Control Group (CG) patients with a PTV > 500 ml presented skin toxicity G2 + G3 in 30% of cases, versus 25% of Ixor-Group (IG) [OR 0.77]. In patients with a PTV < 500 ml G2 + G3 toxicity was 0% in the IG compared to 18% in CG (OR 0.23). When Dmax was less than or equal to 107% of the prescribed dose skin toxicity was G2 + G3 in 12.5% in CG, versus 0% in IG (OR 0.73), instead when Dmax was included between 107 and 110% of the prescribed dose, G2 + G3 skin toxicity was 35% in CG and 21% in IG (OR 0.50).
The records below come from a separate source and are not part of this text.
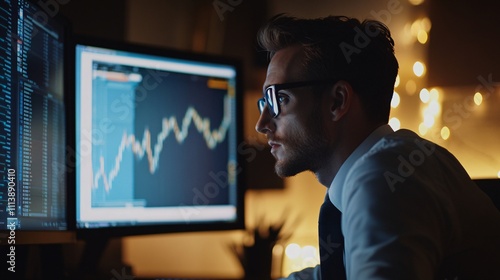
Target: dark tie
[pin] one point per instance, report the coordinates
(331, 242)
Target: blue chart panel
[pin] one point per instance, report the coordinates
(108, 154)
(155, 127)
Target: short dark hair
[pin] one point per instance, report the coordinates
(343, 48)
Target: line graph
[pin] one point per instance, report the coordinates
(145, 147)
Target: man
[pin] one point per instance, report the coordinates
(397, 206)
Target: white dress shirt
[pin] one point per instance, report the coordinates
(410, 211)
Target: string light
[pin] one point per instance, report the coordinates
(445, 133)
(478, 98)
(395, 100)
(418, 69)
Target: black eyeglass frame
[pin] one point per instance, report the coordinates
(270, 94)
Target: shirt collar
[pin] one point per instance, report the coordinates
(335, 190)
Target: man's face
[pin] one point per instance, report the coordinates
(296, 135)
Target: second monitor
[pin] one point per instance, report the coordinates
(156, 139)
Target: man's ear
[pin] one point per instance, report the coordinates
(341, 96)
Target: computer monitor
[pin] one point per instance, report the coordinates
(157, 136)
(33, 185)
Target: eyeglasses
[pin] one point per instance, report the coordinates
(271, 99)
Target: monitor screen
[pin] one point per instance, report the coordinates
(33, 190)
(156, 137)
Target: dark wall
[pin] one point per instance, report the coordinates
(464, 42)
(96, 18)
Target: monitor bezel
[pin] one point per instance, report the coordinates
(191, 226)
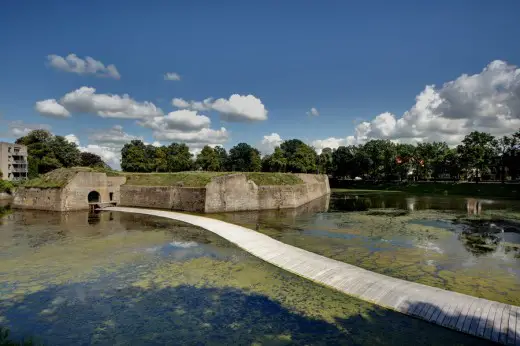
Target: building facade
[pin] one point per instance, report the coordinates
(13, 161)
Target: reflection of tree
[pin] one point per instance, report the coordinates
(474, 206)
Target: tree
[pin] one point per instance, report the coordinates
(244, 158)
(477, 152)
(223, 157)
(67, 153)
(133, 157)
(178, 157)
(160, 159)
(47, 152)
(208, 160)
(325, 161)
(91, 160)
(301, 158)
(276, 162)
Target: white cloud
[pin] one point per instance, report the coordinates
(237, 108)
(183, 119)
(488, 101)
(18, 128)
(85, 100)
(201, 137)
(172, 76)
(71, 63)
(241, 108)
(114, 137)
(313, 112)
(201, 106)
(51, 108)
(269, 142)
(332, 143)
(72, 138)
(110, 155)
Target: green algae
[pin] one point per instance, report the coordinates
(416, 246)
(237, 299)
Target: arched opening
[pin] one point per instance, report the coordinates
(93, 197)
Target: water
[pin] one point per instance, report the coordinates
(466, 245)
(119, 279)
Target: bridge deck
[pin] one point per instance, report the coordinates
(476, 316)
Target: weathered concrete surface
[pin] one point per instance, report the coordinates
(453, 310)
(164, 197)
(36, 198)
(73, 196)
(5, 195)
(235, 193)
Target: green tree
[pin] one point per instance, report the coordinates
(160, 160)
(133, 157)
(178, 157)
(223, 157)
(276, 162)
(208, 160)
(477, 152)
(91, 160)
(325, 161)
(301, 158)
(67, 153)
(244, 158)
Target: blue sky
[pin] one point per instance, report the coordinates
(361, 65)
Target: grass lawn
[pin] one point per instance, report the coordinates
(262, 179)
(449, 189)
(200, 179)
(186, 179)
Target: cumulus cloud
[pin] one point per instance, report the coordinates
(110, 155)
(313, 112)
(51, 108)
(72, 63)
(238, 108)
(332, 143)
(18, 128)
(85, 100)
(172, 76)
(72, 138)
(487, 101)
(114, 137)
(202, 137)
(269, 142)
(184, 119)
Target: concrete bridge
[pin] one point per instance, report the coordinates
(475, 316)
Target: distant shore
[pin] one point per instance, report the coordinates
(483, 189)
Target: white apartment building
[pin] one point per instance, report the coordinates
(13, 161)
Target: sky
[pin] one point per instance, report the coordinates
(330, 73)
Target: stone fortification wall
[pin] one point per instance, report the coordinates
(73, 196)
(236, 193)
(37, 198)
(163, 197)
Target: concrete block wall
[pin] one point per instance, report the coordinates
(163, 197)
(40, 199)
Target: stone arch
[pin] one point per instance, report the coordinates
(94, 197)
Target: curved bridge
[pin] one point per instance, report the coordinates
(479, 317)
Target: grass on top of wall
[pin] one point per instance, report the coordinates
(186, 179)
(56, 178)
(200, 179)
(262, 179)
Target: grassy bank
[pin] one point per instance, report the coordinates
(431, 188)
(200, 179)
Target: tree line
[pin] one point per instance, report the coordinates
(47, 152)
(480, 156)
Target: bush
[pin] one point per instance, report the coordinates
(6, 186)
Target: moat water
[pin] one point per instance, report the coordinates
(114, 278)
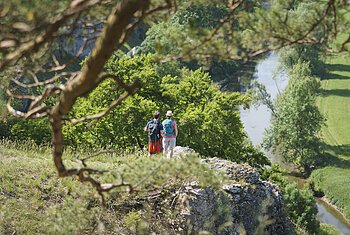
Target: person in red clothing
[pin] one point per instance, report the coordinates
(169, 135)
(155, 132)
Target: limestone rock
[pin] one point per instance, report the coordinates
(248, 205)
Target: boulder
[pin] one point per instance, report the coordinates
(246, 205)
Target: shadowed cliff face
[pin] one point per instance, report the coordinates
(246, 205)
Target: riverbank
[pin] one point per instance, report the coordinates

In patients undergoing chemotherapy with anthracyclines and taxanes, G2 + G3 toxicity was 27% in CG, against 20% in IG (OR 0.68).
The protective effect of Resveratrol, Lycopene, Vitamin C and Anthocyanin (Ixor®) is more detected in patients with PTV < 500 ml, when Dmax reaches values lower or equal to 107%, but not exceeding 110% of the prescribed dose, and in patients undergoing adjuvant chemotherapy with anthracyclines and taxanes.
这是一项观察性研究,目的是评估基于白藜芦醇、番茄红素、维生素 C 和花青素(Ixor®)的膳食补充剂在减少乳腺癌患者接受外部束放射治疗引起的皮肤毒性方面的效果。
共纳入 71 名患者,将其分为两组:对照组(CG)41 例,接受基于透明质酸的预防性局部治疗和发生放射性皮炎时的局部皮质类固醇治疗;Ixor 组(IG)30 例,还接受基于白藜芦醇、番茄红素、维生素 C 和花青素(Ixor®)的口服治疗,剂量为每天 2 片,从放射治疗前 10 天开始,持续到治疗结束后 10 天。皮肤毒性与 PTV、接受剂量等于或低于 107%、107%至 110%或高于 110%规定剂量的乳房体积相关。此外,还研究了皮肤毒性与治疗前使用的化疗方案之间的关系。我们在两组中计算了发生 2 级或 3 级皮肤毒性(根据 RTOG 量表)的患者比例。为每个关系计算了绝对风险降低(ARR)、相对风险(RR)和比值比(OR)。
PTV > 500 ml 的 CG 组患者皮肤毒性 G2 + G3 发生率为 30%,而 IG 组为 25%[OR 0.77]。PTV < 500 ml 的患者 IG 组 G2 + G3 毒性发生率为 0%,CG 组为 18%[OR 0.23]。当 Dmax 等于或小于规定剂量的 107%时,CG 组皮肤毒性 G2 + G3 发生率为 12.5%,IG 组为 0%[OR 0.73],而当 Dmax 为 107%至 110%规定剂量时,CG 组 G2 + G3 皮肤毒性发生率为 35%,IG 组为 21%[OR 0.50]。接受蒽环类和紫杉类化疗的患者,CG 组 G2 + G3 毒性发生率为 27%,IG 组为 20%[OR 0.68]。
白藜芦醇、番茄红素、维生素 C 和花青素(Ixor®)的保护作用在 PTV < 500 ml、Dmax 达到或低于 107%但不超过 110%规定剂量的患者中更明显,并且在接受蒽环类和紫杉类辅助化疗的患者中更明显。